Looking at that host.v1 config:

ziti edge create config rabbitmq.host.v1 host.v1 \
'{"protocol":"tcp", "address":"rabbitmq", "port":5672}'

It looks like the ziti-edge-tunnel running in the cloud is expected to be able to offload traffic towards rabbitmq:5672.

Can you ssh to the cloud ziti edge tunnel and confirm that rabbitmq:5672 is resolvable?

:point_up: My suspicion, is that you actually wanted to use 127.0.0.1:5672 for that host.v1 offload addresss. I expect the cloud machine cannot resolve "rabbitmq"

3

Hi,

I really appreciate your quick response!

It is indeed that the rabbitmq:5672 is not resolvable from the cloud where the rabbitmq is running on.

So what do you suggest in this case?
Should I update the /etc/hosts file? or should I change the host.v1 config to use the 127.0.0.1 address instead of rabbitmq?

4

The beauty of OpenZiti in this case (in my opinion) is you can offload to "localhost" (or 127.0.0.1, or ::1 or 'whatever' IP you want). We call this "ZTHA" -- where your trust is restricted all the way to the host running the ziti-edge-tunnel.

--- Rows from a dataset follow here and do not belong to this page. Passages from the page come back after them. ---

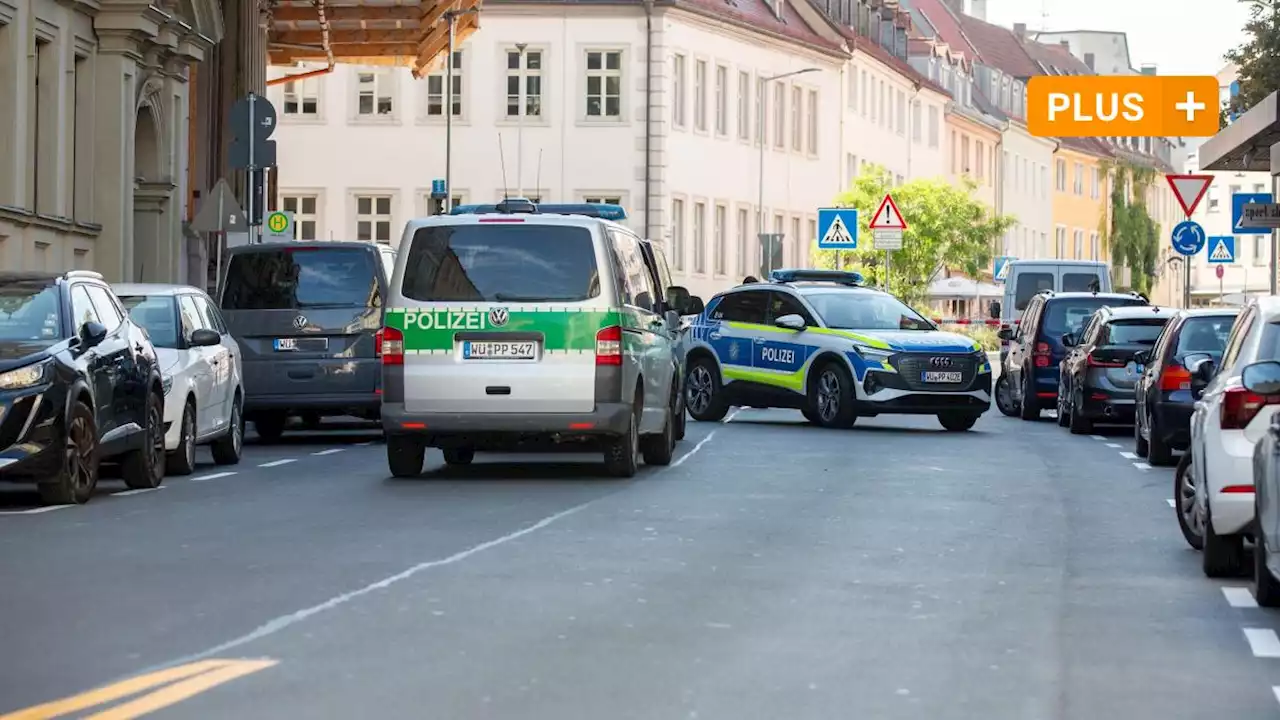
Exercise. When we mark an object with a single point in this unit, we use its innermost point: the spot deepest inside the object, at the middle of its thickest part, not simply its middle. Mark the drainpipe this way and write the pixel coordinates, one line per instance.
(648, 117)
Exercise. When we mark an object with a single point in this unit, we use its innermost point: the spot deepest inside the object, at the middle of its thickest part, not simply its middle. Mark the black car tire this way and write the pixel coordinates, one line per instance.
(77, 475)
(227, 449)
(144, 468)
(405, 456)
(182, 461)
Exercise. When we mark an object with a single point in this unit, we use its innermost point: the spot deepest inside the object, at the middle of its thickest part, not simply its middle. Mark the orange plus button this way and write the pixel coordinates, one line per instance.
(1123, 106)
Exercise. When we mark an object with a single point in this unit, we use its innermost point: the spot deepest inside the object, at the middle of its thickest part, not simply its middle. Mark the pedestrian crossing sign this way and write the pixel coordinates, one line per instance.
(837, 228)
(1221, 249)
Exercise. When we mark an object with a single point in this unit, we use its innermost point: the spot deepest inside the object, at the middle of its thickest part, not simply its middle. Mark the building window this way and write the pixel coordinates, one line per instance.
(524, 83)
(302, 98)
(374, 218)
(813, 122)
(604, 83)
(721, 100)
(375, 94)
(305, 215)
(677, 91)
(677, 235)
(796, 119)
(700, 95)
(721, 238)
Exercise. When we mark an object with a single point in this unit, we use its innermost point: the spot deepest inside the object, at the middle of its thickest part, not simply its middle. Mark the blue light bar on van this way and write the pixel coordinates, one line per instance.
(841, 277)
(589, 209)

That means you can update your MQ listener to bind to 127.0.0.1 as well, making it inaccessible by any other machines that happen to be one the same network. Binding to the loopback like this is safer for that reason...

So for me, when I run a ziti-edge-tunnel and use it to provide access to a service ON that machine i exclusively use 127.0.0.1... :slight_smile:

5

Thanks for the explanation! That makes a lot of sense.

So if I understand correctly, I just set the host.v1 to offload address to 127.0.0.1 instead of rabbitmq.

Then I ran the test script, and the message went through. However, I did notice there's a warning message as below. What does it mean really? And Should I be worried about it?

(11497)[     1691.902]    INFO tunnel-cbs:ziti_hosting.c:637 on_hosted_client_connect() hosted_service[inference-to-rabbitmq.svc] client[inference] client_src_addr[tcp:100.64.0.1:46672] dst_addr[tcp:127.0.0.1:5672]: incoming connection
(11497)[     1692.024]    WARN ziti-sdk:conn_bridge.c:422 on_input() br[0.2] err = -104
1 Like
6

(11497)[ 1692.024] WARN ziti-sdk:conn_bridge.c:422 on_input() br[0.2] err = -104
What does it mean really?

What a GREAT question!!! :slight_smile: i don't know! @ekoby, any idea what that means?

7

I am going to guess that you're running on Linux (different OSes have different error codes)
-104 on Linux maps to ECONNRESET 104 /* Connection reset by peer */

this would mean that rabbitmq forcefully terminated connection

I'll make a code change there to produce a better message to the log

2 Likes
8

Thank you for that clarification. I guess I don't need to worry about that then.